The omissions get all the more curious when one learns that the venue was the Foreign Press Association in London, a choice normally made in order maximise publicity, yet the only UPI and Reuters seem to have offered substantive reports.
Under the headline "UK's Cameron sets out European vision", UPI tells us that "a future Conservative government would set Britain on a path away from ever-closer union with Europe and reclaim powers back from Brussels". Cameron then supposedly set out his "vision of Europe" as little more than a free-trade zone. Most regional co-operation, he argued, should take place on an intergovernmental level rather than through the centralised mechanism of the Union.
Echoing a wearily familiar mantra, the report then cites the Boy King saying: "My party and I believe in an open-trading, flexible Europe, it's about cooperation, not about a superstate," adding, "It's not about becoming a country called Europe."

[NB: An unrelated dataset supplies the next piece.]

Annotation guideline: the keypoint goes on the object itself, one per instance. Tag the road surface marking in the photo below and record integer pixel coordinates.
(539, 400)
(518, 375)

Evidently, he talked about stemming the tide of powers being transferred from London to Brussels, and said that a Conservative government would work to reclaim some powers, particularly control over social and employment legislation:
In an age where we need this dynamic economy - we've got to compete with India and China - it makes no sense to have our social and employment legislation determined centrally by Brussels. I think this is something which should be done at the national level.Cameron also said he believed it had been a "damaging" mistake for Britain to relinquish its opt out on the European Social Chapter, for which it had clearly got "nothing in return." He would fight for the opt-out to be reinstated, he said. "That's not to say we're against employment protection but it's something that should be decided in Westminster with reference to our own traditions and culture," he added.
He said he was seeing "positive change" in Europe, with more leaders, for example German Chancellor Angela Merkel, coming around to a similar position on the sovereignty of nation states on such regulatory issues. Free trade, a single market and opening national markets to other member states were "hugely important in a globalised world."
Cameron also felt that there was also room for co-operation on crime, terrorism, the environment and where possible, foreign policy, but he wanted this done at an intergovernmental level rather than through "some treaty architecture."
Neither, it seems, would he try to bring back responsibility for trade to London. "Trade policy is decided in Europe,” he says, “and I don't propose to change that. But I want a Conservative government, the British government to be a force that argues for liberalisation and open markets."
What then leaps off the screen is his declaration that the role for the British government is "to argue in Brussels that we should be promoting free trade and open markets, and making the best of globalisation rather than believing it's going to be the end of us."
That would be an interesting election pitch: "vote for the best Party to argue our case in Brussels". I'm sure it would go down a wow on the stumps.
Anyhow, it may all come to naught. Apparently, Cameron also hinted that he believed the European project as it currently stands would ultimately fail, saying "there was life before the EU and there will be life after the EU." With that we would agree, and perhaps the Boy King is hoping it will fail before the voters notice that his avowed Euroscepticism is not even skin deep.